I have learned so much taking classes I wish I had started years ago. No one person knows it all and you just might learn something from a new friend you meet in a class.
Great article, thanks for publishing
.....no truer words have ever been spoken.....
Great read. thank you.
#8 (or 3b) Make friends with old woodworkers. I got my first table saw (and a lathe) from a guy for free because he already had 2 and knew a lady who was getting rid of one because it was collecting dust in her garage. The old guys are full of experience and wisdom, seem to know everyone in the neighborhood and always like to talk shop.
Love to be part of this community. what a blessing.
josh.
Thanks for sharing your journey and the great tips. It sounds very familiar. Now out to the shop and put a finish on a small oak side table I completed earlier this week. Thanks again.
Monica,
Now it's time for you to do what I started doing recently. I established a vintage and antique hand tool restoration class through our local adult school. I started with Ron Herman's saw videos, then hands-on lessons sharpening saws. Lesson two will focus on restoring all types of planes. Lesson three on chisels, and so on.
There are plenty of younger folks out there who want to get started in woodworking, but can't afford expensive power tools, or high en hand tools, so we teach them to restore and reuse. And in the class setting we can also learn technique. I'd bet you have plenty to pass on.
Inspirational article; a good starting point.
I'll take this opportunity to pass on a bit of advice that was given me by an old foundry pattern maker many years ago: He told me that the measure of a craftsman isn't how good one is with the finest tools and machines, but what one can do with the tools one has at hand. The best tool isn't necessarily the prettiest, the shinyest, or the most expensive - it's the one that does the job the way one wants it done. Sometimes that depends on how well one has learned to use that particular tool.
And lastly something I've found myself through experience: Learn how and develop the skill to sharpen your tools properly - even handsaws, if you use them. Dull tools are the pits.

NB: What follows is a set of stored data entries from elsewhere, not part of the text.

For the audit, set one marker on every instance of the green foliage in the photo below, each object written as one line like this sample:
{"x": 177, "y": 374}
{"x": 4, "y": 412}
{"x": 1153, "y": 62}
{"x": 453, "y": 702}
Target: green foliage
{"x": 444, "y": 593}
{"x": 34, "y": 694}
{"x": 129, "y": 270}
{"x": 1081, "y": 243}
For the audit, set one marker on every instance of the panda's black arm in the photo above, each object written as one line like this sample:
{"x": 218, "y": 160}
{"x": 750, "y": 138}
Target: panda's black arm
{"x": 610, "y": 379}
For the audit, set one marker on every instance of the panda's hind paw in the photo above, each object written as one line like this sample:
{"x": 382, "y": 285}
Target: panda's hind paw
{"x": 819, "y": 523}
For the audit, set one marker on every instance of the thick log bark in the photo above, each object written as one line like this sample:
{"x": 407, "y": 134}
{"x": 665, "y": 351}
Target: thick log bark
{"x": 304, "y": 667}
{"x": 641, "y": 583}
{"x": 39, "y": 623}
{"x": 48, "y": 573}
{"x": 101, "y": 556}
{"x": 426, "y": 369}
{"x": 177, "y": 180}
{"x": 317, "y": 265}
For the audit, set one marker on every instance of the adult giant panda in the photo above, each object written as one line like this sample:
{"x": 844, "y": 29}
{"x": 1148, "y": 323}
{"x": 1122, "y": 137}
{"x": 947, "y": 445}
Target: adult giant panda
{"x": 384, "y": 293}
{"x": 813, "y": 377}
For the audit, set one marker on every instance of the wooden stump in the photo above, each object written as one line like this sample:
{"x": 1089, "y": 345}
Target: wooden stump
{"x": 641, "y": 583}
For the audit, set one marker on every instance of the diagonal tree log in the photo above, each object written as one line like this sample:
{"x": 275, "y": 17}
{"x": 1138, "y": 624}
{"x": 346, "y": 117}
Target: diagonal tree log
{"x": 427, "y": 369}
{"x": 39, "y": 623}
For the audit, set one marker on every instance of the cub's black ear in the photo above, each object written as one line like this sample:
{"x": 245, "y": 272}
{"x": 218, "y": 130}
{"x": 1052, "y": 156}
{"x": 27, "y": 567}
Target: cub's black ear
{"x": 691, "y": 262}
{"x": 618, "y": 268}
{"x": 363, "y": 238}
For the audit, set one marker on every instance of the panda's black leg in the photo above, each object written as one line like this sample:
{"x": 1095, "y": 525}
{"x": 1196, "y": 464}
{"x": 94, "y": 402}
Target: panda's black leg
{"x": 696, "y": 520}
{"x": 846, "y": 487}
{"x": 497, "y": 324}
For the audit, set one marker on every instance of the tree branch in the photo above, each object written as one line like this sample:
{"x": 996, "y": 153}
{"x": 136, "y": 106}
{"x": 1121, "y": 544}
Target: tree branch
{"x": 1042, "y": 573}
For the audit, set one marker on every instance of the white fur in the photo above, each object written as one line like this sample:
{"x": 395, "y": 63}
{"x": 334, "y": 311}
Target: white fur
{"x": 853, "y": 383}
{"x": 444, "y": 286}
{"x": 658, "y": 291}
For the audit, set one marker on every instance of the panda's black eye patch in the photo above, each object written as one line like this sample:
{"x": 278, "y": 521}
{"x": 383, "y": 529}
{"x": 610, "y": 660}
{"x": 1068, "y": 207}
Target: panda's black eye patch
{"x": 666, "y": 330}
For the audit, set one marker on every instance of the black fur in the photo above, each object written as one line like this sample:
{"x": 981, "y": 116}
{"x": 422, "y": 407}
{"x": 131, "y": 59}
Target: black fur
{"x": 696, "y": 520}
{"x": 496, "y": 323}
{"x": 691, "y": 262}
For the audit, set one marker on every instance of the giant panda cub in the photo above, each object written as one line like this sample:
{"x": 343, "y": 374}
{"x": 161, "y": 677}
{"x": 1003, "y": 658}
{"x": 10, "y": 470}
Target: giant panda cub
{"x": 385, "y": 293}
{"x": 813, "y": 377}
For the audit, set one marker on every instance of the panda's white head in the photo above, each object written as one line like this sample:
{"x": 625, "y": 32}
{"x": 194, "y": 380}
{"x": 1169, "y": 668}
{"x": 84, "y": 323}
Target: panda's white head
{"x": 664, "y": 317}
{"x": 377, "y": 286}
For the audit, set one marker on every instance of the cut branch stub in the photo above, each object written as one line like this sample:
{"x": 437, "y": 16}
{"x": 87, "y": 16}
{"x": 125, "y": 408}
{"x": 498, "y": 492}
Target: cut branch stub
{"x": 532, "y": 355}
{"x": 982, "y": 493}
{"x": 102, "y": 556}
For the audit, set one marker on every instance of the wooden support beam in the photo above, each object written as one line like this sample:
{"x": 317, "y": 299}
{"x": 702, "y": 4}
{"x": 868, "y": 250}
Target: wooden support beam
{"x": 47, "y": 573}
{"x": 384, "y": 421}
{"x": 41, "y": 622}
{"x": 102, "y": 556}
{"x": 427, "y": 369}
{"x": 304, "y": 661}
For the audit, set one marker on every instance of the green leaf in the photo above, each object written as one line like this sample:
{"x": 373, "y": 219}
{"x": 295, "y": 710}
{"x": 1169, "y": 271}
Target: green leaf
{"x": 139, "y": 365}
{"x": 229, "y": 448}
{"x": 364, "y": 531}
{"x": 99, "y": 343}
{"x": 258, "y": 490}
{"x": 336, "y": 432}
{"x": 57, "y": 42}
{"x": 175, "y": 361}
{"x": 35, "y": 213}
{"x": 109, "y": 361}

My wife said she agreed that I should retire but said that I had to have something to do on Monday morning. A week making a Windsor chair with Tom Thackray was fixed .. One to one.. Starting with 'have you ever turned Don?'. By lunch break I was turning legs.. By Friday 5 pm I was on my way home with a finished Stickback in the back of the car..weeping with joy!.19 years later I love making them in 3 sizes.as well as settles, rotating bookcases, bowls, platters all because of Tom giving me the confidence to do it as your super article tells us. Best wood mag in the UK... thanks
Great advice! Thank you!
Chris Mobley
http://www.cmobleydesigns.com
I began woodworking by making toys, shelves and other simple things. But my first exposure to furniture making began years before that with my great grandfather. Many years after his death, I made my first piece of furniture, a coffee table. I made it for one simple reason, I needed one. From there it has been end tables, a telephone table, several desks, and so on. I always had the confidence, and I'm pretty good at back engineering. I will look at a piece, examine it, and know in my head how to duplicate it with my own design changes if desired. I began with a jig saw and a circular saw and a hand held electric drill plus the usual hand tool like a hammer, screwdrivers and so on and built my collection from there. I too have always wanted to build a house, but I'm at the age now where I'd like to HAVE one built while I watch.